The propulsive Flores-Villafranca composition “Street Walk” (#3), which functions as a high-voltage mini-concerto for Wayne Krantz, framed by a synth hook from Villafranca.
Charles Flores was part of one of Cuba’s many musical golden ages, the 1990s Havana scene. He attended Cuba’s famed ENA (Escuela Nacional de Arte), and was briefly the first bassist in trovador Carlos Varela’s band (which Villafranca co-founded with Varela). His professional career effectively began with a stint with Cuban jazz singer and trumpeter Bobby Carcassés. He then moved to the quartet of pianist Emiliano Salvador, playing with him for three years -- which is to say, he was in musical mind-lock with one of the greatest figures in modern Cuban jazz. Sadly, Salvador died in 1992, at the age of 40, as international recognition was beginning to come his way.
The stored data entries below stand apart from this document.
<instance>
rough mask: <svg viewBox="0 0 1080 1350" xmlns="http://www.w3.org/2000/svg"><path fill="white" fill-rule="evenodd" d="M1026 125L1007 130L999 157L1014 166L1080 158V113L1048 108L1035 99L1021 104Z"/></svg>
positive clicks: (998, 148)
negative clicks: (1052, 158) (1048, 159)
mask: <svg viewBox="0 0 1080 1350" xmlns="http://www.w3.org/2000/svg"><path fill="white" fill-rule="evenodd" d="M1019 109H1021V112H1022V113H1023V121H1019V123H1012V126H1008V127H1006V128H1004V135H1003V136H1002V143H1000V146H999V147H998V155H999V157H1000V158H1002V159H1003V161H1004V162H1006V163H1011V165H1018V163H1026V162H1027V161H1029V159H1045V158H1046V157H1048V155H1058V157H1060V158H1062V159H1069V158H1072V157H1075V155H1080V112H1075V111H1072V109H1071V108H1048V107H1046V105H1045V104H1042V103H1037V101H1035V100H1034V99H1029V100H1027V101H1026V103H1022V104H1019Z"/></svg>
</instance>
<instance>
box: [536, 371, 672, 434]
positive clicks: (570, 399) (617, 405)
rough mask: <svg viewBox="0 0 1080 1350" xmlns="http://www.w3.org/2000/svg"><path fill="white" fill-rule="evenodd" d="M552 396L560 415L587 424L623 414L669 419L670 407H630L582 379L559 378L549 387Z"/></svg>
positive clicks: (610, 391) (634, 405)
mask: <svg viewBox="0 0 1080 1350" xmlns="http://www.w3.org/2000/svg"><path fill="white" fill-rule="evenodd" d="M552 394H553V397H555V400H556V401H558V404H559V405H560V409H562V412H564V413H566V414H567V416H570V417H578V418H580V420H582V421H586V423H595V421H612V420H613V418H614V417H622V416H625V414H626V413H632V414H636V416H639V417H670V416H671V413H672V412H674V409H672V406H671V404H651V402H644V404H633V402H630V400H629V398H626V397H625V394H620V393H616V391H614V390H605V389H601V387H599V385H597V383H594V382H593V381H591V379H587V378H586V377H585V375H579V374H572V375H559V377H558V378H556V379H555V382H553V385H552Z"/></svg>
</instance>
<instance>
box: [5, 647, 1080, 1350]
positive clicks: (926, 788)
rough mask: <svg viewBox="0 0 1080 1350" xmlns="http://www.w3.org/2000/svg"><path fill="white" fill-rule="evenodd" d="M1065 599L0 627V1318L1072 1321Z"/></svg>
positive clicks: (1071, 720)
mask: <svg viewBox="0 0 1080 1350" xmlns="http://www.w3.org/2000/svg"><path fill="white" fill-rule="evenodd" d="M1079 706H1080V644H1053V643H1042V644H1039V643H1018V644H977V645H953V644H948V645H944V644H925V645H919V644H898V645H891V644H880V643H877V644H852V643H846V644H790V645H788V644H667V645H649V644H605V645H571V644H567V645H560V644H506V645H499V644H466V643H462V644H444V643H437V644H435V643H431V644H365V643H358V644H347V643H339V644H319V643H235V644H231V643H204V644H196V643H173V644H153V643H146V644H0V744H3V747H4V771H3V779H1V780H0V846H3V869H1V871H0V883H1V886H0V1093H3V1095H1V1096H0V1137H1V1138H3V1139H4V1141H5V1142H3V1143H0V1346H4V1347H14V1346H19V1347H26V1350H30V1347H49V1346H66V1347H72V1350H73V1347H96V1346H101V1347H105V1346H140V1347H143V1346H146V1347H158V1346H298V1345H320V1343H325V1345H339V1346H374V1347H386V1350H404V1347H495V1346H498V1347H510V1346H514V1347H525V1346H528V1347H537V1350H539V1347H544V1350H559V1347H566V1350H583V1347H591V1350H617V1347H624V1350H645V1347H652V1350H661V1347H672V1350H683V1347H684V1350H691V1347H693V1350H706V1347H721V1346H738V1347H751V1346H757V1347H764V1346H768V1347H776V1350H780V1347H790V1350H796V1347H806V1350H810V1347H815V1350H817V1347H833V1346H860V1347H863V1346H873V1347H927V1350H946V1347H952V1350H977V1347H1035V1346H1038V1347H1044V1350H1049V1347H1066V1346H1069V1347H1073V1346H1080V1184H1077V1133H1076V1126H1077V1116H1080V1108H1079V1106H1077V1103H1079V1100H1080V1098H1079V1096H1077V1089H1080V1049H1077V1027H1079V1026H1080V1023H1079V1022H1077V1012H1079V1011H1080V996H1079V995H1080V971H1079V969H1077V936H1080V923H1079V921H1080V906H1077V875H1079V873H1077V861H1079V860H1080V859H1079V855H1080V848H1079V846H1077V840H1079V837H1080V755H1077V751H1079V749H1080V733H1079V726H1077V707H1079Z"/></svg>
That same year, Flores joined the seminal Havana jazz-fusion quartet Afrocuba (whose influence can perhaps be detected in the texture of this album), playing on their album Acontecer.
He then signed on with one of the biggest stars in Cuba, singer Issac Delgado, whose band was known for its popular flavor, the quality of its repertoire, and – even among Cuban dance bands – the surpassingly high quality of its musicians. Flores was the bassist on Delgado’s second, breakthrough album Con Ganas as well as the subsequent El Chévere de la Salsa y El Caballero del Son and El Año Que Viene, records that attracted an international audience. After coming to the United States, he played with a first-call sideman’s list of bandleaders: Paquito d’Rivera, Juan Pablo Torres, Brian Lynch, Giovanni Hidalgo, Jane Bunnett, David Sánchez, Arturo Sandoval, Horacio “El Negro” Hernández, Dave Valentín, Dafnis Prieto, and many more.
His most important professional affiliation came in 2002 when he joined the Michel Camilo Trio. With that group, he performed in the world’s most important venues and played on Camilo’s 2004 Grammy-winning Live at the Blue Note album. He remained with Camilo for the rest of his career, while playing in other configurations that included Dafnis Prieto’s Sí O Sí Quartet, whose album Live at the Jazz Standard was released in 2009 (Dafnison 002).
After recording Impressions of Graffiti, Flores, who did not smoke, was diagnosed with a fast-advanced cancer of the Larynx. About a month before his death, Dafnis Prieto visited him at home in Connecticut, where the two made an agreement for Prieto’s label Dafnison to release the album posthumously.
And here it is. Impressions of Graffiti is a classic already upon its release. Charles Flores intended it to be the first of many, and it should have been. But he put everything he had into this one, and it will stand.